Özdemir kritisiert Chaos bei EU-Entwaldungsgesetz

18.11.2024 16:35

In Brüssel ist Streit um ein Waldschutzgesetz entbrannt. Der
Grünen-Politiker Özdemir nutzt das im beginnenden Wahlkampf für
scharfe Attacken gegen die Konkurrenz.

Brüssel (dpa) - Bundesagrarminister Cem Özdemir hat angesichts von
geforderten Änderungen an einem EU-Waldschutzgesetz vor einem Chaos
gewarnt. «Das ist doch ein Unding, dass wir im November nicht wissen,
was im Januar Fakt ist», sagte er am Rande eines Treffens mit seinen
EU-Amtskolleginnen und -kollegen in Brüssel. Eigentlich sollten in
der EU ab kommendem Jahr strengere Regeln zum Waldschutz gelten. 

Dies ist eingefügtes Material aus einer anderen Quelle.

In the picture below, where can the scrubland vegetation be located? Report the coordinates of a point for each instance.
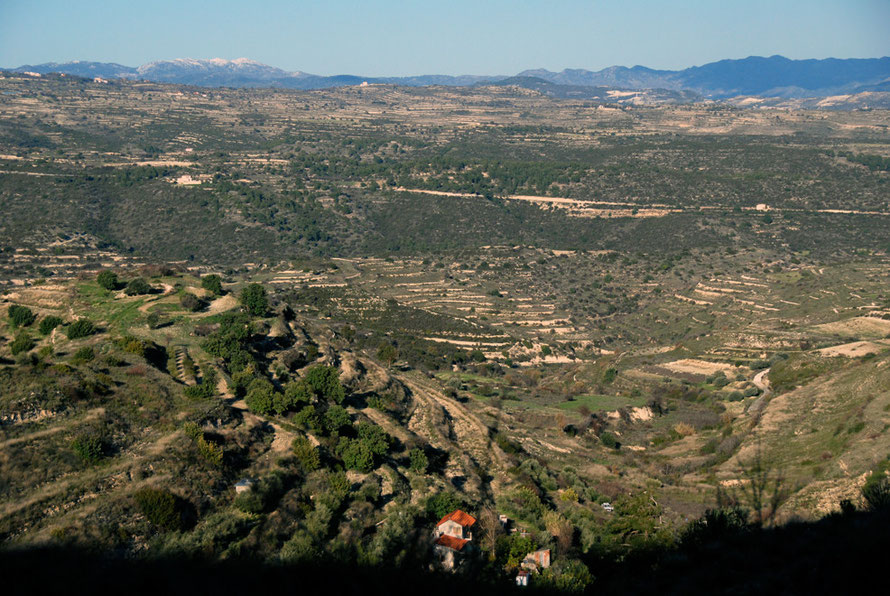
(291, 331)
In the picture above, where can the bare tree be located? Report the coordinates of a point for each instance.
(763, 488)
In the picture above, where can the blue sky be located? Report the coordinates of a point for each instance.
(399, 37)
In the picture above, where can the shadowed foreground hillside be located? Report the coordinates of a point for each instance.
(800, 558)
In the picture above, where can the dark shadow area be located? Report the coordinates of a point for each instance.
(82, 571)
(829, 556)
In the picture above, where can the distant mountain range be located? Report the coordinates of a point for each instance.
(774, 76)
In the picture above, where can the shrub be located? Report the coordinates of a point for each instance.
(212, 283)
(296, 394)
(306, 453)
(22, 343)
(84, 354)
(192, 430)
(210, 452)
(88, 448)
(254, 299)
(161, 508)
(566, 576)
(137, 287)
(609, 440)
(876, 490)
(387, 352)
(325, 382)
(80, 328)
(356, 454)
(191, 303)
(20, 316)
(107, 279)
(260, 397)
(336, 418)
(374, 437)
(419, 461)
(153, 320)
(308, 418)
(47, 324)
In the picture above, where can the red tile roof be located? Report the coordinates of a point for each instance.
(451, 542)
(464, 519)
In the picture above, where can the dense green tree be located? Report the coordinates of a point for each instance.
(191, 302)
(212, 283)
(254, 299)
(80, 328)
(306, 453)
(48, 323)
(22, 343)
(137, 287)
(419, 461)
(108, 279)
(88, 447)
(336, 418)
(161, 508)
(309, 419)
(356, 455)
(325, 383)
(260, 397)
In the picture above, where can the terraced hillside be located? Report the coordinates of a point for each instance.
(296, 327)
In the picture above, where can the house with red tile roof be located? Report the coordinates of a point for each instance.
(458, 524)
(453, 537)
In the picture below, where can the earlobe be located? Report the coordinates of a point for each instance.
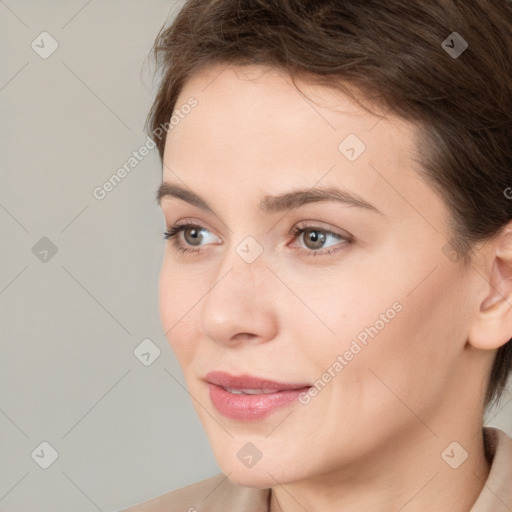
(492, 326)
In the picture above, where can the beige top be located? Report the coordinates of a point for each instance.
(219, 494)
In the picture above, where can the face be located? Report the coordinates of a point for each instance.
(353, 298)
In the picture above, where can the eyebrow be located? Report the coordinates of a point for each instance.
(273, 204)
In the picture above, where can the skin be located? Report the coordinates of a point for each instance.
(372, 439)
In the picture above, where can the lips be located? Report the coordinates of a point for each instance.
(248, 382)
(247, 398)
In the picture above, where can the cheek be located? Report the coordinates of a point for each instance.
(177, 298)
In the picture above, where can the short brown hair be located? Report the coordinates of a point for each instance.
(392, 51)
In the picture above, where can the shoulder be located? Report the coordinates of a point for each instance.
(496, 495)
(214, 494)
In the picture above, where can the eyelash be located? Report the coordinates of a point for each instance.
(172, 233)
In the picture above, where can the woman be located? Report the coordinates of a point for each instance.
(337, 276)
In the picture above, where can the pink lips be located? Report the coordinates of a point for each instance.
(250, 407)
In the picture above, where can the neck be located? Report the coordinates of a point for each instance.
(410, 476)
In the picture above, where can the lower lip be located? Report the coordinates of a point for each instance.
(250, 407)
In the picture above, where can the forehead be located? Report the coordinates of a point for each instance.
(253, 130)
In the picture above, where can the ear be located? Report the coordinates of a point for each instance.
(492, 327)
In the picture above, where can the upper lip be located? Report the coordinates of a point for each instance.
(245, 381)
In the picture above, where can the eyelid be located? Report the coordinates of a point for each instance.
(345, 239)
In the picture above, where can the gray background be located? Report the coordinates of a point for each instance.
(124, 432)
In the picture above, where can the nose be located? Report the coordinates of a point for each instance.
(240, 306)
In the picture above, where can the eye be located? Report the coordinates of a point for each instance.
(195, 238)
(315, 238)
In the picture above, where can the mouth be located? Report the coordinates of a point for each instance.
(248, 398)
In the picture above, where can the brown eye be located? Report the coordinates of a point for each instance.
(314, 238)
(195, 237)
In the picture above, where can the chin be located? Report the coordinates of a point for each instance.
(251, 477)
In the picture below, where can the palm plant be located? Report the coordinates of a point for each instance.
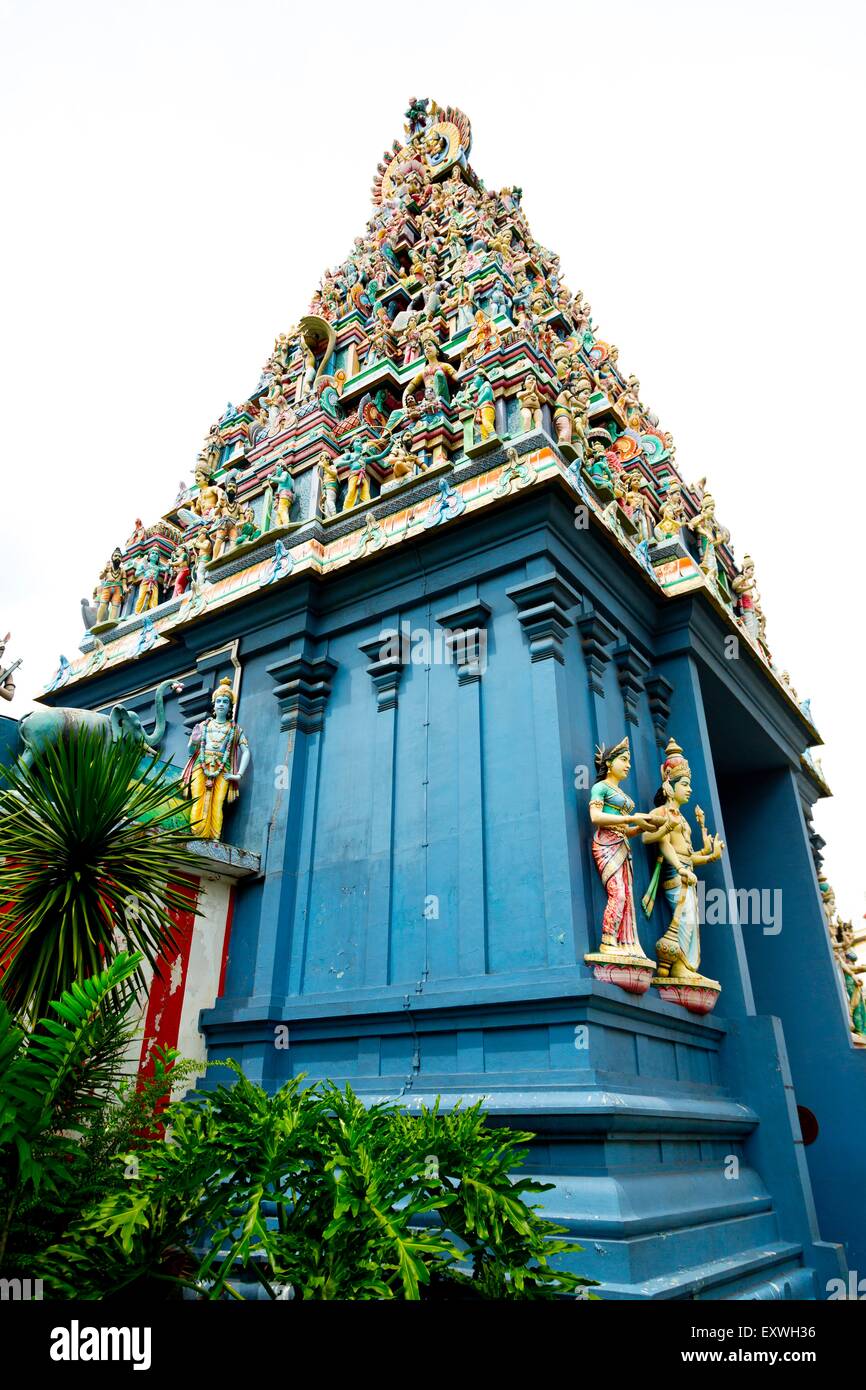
(92, 851)
(66, 1111)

Das EU-Parlament hatte vergangene Woche jedoch Änderungsanträge des
Mitte-Rechts-Bündnisses EVP - dem auch CDU und CSU angehören -
angenommen, wonach zum Beispiel eine Kategorie von sogenannten
Nicht-Risiko-Ländern eingeführt werden soll. Für Produkte aus diesen

Ländern würden den Angaben zufolge deutlich weniger strenge Regeln
gelten. 

Eigentlich sollte das Gesetz nur verschoben werden, nachdem es
vehemente Kritik aus der Wirtschaft gegeben hatte. Dieser Schritt ist
auch weitgehend unumstritten und war etwa auch von Özdemir gefordert
worden. So sollte unter anderem Firmen mehr Zeit gegeben werden, die
neuen Regeln einhalten zu können. Weil das EU-Parlament aber auch
inhaltliche Änderungen fordert, muss nun mit den EU-Staaten bis Ende
des Jahres ein Kompromiss ausgehandelt werden. 

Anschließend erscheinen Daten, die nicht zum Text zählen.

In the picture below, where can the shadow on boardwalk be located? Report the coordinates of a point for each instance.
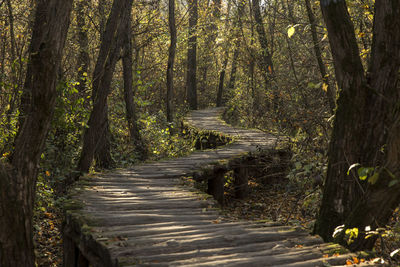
(144, 216)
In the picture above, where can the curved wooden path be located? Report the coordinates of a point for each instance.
(144, 216)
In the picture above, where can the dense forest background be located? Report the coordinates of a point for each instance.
(269, 63)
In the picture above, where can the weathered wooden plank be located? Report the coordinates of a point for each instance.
(142, 216)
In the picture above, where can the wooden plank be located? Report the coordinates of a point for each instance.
(143, 216)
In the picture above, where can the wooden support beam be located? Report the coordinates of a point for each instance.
(216, 185)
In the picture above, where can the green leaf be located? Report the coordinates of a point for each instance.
(353, 166)
(291, 31)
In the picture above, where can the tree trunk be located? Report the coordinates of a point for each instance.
(83, 55)
(330, 92)
(102, 153)
(18, 179)
(367, 124)
(220, 90)
(128, 91)
(102, 76)
(221, 80)
(171, 60)
(266, 65)
(237, 44)
(191, 80)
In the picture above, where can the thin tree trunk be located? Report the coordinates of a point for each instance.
(220, 90)
(330, 92)
(266, 67)
(191, 80)
(83, 55)
(102, 76)
(102, 153)
(367, 125)
(237, 44)
(131, 116)
(18, 179)
(171, 60)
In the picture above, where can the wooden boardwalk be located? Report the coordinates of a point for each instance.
(144, 216)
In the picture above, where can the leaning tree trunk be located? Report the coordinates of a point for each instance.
(191, 80)
(102, 152)
(220, 89)
(102, 76)
(330, 92)
(128, 91)
(237, 45)
(171, 60)
(367, 125)
(83, 55)
(18, 179)
(266, 65)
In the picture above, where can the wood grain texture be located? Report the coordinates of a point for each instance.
(144, 216)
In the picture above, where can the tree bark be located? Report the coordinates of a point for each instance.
(237, 44)
(266, 66)
(366, 127)
(171, 60)
(128, 91)
(330, 92)
(18, 178)
(191, 80)
(102, 76)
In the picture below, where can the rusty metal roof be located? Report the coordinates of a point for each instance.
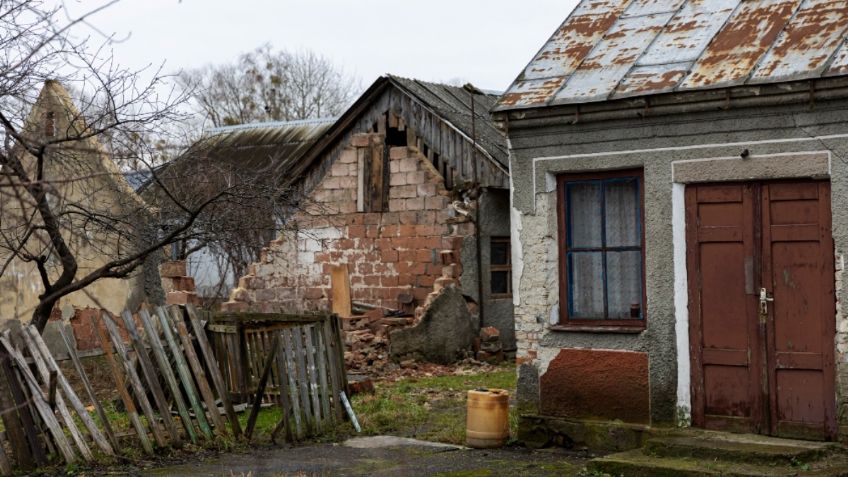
(611, 49)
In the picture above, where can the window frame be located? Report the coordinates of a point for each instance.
(501, 267)
(632, 325)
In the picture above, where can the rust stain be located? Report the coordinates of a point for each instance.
(736, 49)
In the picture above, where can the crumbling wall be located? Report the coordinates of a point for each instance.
(389, 254)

Gesetz soll Regenwald schützen

Nach dem Gesetz dürfen Produkte wie Kaffee, Holz, Soja, Kakao und
Palmöl künftig nur noch dann in der EU verkauft werden, wenn dafür
nach 2020 keine Wälder gerodet wurden. Damit soll auch die Abholzung
des Regenwaldes etwa im südamerikanischen Amazonasgebiet deutlich
reduziert werden. 

Ob Özdemir gegen die von der CDU eingebrachten Änderungsvorschläge
stimmen wird, ließ er zunächst offen. Zuvor wolle er mit seinen
EU-Amtskolleginnen und -kollegen sprechen. Dabei kritisiert er die
politische Konkurrenz für ihr Vorgehen vehement: Vernunft scheine bei
der EVP «verpönt» zu sein, und man müsse das Handwerkszeug der
Politik schon beherrschen. «Jetzt droht wieder Chaos zu entstehen»,
so Özdemir. Bei ihm meldeten sich viele Unternehmen mit der Frage,
welche Regeln ab kommendem Jahr gelten würden.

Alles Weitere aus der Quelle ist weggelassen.